Connery was first elected to the Manitoba legislature in the 1986 provincial election, in the safe Tory seat of Portage la Prairie. The Tories were defeated by the New Democrats under Howard Pawley in this cycle, and Connery became a member of the official opposition.

Connery was re-elected in the 1988 election against a reasonably strong challenge from Liberal Darlene Hamm (he still won by over 1000 votes). The Tories under Gary Filmon formed a minority government after this election, and Connery was appointed Minister of Labour and Minister of the Environment and Workplace Safety and Health on May 9, 1988. He was also responsible for the Workers Compensation Act (except as regards Worker Advisers), the Civil Service Act, the Civil Service Superannuation Act, and the Public Servants Insurance Act. Following a cabinet shuffle on April 21, 1989, he was named Minister of Cooperative, Consumer and Corporate Affairs.

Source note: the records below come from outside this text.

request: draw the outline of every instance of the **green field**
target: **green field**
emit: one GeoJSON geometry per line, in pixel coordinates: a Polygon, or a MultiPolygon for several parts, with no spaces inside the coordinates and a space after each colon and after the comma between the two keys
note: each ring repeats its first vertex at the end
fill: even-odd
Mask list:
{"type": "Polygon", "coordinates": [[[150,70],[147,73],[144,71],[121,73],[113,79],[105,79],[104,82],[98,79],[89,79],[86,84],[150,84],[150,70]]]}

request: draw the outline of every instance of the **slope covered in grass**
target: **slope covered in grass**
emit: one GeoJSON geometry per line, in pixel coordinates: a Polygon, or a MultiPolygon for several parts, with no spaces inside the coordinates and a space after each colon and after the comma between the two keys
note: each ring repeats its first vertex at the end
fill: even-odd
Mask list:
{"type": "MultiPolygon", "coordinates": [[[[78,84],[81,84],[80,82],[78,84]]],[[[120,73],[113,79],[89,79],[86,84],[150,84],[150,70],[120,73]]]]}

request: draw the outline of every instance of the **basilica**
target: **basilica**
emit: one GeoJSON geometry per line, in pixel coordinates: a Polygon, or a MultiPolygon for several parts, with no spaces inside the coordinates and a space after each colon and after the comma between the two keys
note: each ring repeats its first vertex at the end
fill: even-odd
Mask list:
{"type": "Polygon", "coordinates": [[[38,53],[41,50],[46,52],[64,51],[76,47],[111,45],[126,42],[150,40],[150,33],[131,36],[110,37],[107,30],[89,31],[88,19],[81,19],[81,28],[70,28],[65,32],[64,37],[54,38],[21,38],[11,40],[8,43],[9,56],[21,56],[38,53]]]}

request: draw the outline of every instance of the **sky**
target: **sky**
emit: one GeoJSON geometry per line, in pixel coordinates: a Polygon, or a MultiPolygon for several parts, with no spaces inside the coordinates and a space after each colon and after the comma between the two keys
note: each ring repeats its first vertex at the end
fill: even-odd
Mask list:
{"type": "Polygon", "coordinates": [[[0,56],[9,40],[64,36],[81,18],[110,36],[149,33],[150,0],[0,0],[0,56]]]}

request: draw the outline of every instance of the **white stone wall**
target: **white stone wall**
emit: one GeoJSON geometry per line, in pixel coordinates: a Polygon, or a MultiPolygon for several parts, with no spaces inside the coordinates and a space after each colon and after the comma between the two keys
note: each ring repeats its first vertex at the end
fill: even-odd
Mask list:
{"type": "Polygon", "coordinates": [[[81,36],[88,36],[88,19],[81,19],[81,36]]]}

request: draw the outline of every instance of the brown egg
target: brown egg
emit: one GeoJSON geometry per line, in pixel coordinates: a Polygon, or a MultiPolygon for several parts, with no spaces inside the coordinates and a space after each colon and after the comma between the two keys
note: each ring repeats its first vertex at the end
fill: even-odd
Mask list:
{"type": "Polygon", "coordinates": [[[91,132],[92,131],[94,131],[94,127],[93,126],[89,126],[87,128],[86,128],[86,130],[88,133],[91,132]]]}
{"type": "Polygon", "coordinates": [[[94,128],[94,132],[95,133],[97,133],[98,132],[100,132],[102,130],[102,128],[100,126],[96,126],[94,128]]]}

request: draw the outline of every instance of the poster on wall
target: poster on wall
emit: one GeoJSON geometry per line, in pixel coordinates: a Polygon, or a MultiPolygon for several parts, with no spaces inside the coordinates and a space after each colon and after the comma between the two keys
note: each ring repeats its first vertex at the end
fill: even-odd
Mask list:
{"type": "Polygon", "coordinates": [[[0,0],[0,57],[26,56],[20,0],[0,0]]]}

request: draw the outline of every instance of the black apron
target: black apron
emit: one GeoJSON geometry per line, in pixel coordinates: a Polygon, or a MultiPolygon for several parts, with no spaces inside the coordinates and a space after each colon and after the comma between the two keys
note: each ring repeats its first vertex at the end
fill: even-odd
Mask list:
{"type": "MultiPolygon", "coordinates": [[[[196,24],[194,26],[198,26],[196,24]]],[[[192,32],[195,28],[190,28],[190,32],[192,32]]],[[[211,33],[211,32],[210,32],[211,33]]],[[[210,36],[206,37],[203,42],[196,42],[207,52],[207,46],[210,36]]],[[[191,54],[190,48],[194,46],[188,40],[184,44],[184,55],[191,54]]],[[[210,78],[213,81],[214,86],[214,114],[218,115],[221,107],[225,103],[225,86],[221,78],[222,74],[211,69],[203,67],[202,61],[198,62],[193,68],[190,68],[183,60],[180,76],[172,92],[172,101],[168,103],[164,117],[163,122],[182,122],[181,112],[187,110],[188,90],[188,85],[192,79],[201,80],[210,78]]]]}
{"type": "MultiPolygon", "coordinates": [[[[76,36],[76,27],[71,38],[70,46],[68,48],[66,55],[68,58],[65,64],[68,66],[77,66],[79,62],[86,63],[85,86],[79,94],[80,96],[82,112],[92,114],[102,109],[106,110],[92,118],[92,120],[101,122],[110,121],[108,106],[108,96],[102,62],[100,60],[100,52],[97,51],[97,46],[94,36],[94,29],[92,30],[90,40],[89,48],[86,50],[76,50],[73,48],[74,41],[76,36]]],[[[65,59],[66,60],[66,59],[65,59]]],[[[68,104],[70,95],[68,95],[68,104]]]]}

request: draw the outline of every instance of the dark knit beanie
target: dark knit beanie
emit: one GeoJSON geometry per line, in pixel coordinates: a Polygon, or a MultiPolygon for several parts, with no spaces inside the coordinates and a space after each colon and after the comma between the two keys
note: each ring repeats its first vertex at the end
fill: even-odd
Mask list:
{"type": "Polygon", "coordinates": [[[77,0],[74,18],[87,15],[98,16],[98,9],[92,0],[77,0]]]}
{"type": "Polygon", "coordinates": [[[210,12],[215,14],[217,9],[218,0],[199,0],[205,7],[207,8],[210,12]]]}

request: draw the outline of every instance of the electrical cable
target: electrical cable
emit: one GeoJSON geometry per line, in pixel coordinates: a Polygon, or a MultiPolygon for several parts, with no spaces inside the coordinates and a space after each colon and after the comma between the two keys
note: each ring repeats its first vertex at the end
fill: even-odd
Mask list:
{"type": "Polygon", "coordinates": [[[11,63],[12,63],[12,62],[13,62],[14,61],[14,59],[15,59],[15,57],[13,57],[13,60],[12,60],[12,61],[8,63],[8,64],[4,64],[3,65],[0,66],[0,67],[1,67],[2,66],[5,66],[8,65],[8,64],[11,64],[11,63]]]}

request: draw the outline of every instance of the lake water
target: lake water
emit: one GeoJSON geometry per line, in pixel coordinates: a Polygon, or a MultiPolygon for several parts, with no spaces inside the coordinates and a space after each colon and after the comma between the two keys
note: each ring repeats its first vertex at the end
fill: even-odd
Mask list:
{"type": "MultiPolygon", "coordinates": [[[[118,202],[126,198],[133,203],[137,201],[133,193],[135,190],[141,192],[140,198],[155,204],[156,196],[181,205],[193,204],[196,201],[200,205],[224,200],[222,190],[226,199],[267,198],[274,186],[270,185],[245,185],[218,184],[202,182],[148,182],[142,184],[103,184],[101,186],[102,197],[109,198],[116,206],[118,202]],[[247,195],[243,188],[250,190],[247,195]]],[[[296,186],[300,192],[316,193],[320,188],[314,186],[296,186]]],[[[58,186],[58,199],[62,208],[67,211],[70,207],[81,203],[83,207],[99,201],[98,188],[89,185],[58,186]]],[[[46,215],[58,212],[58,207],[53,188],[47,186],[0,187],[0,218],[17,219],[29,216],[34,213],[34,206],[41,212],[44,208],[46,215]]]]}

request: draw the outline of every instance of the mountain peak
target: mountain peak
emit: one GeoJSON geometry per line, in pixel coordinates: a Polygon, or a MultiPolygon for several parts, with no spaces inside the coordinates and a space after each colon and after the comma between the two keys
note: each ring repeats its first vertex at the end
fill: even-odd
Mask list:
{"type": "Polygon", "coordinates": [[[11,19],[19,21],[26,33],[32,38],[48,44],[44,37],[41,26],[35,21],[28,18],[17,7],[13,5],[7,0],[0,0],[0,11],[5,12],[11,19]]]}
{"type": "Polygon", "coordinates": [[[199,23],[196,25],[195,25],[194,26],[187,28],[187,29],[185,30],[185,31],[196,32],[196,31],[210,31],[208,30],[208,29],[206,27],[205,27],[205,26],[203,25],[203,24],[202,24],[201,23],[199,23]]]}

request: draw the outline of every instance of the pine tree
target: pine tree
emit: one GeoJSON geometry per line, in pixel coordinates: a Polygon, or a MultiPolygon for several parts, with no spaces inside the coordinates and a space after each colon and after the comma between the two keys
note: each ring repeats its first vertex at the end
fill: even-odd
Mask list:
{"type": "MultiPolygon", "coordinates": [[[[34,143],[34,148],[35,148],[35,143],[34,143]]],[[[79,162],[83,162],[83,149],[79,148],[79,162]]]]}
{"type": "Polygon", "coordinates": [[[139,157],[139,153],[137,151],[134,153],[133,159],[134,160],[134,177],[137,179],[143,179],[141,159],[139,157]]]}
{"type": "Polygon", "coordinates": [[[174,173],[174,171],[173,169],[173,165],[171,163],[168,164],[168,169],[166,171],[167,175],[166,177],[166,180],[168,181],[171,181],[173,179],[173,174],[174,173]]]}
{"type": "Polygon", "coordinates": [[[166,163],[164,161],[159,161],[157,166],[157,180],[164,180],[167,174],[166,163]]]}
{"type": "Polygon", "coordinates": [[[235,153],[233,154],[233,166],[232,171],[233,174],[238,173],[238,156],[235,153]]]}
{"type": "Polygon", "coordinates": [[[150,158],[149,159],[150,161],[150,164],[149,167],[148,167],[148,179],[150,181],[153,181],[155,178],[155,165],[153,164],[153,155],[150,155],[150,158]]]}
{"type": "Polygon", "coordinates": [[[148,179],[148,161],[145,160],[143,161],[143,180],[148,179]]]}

Connery was re-elected in the 1990 election. He was not re-appointed to cabinet in a shuffle on February 5, 1991, and resigned from the legislature on June 23, 1992. In leaving, he complained openly about Filmon's government being controlled by backroom operators.

In 2003, Connery called for greater efforts to combat crime in the Portage la Prairie region.

He was an industry leader in mechanizing the harvesting of carrots, onions and rutabagas, as well as their bulk storage, utilizing air circulation and humidification. He is a strong supporter of agricultural research to solve industry production, storage and marketing problems. His assistance contributed to solving problems related to: surface browning of carrots, neck rot in onions, surface cracking of rutabagas and quality maintenance in broccoli. On July 19, 2007, Connery was inducted into the Manitoba Agricultural Hall of Fame.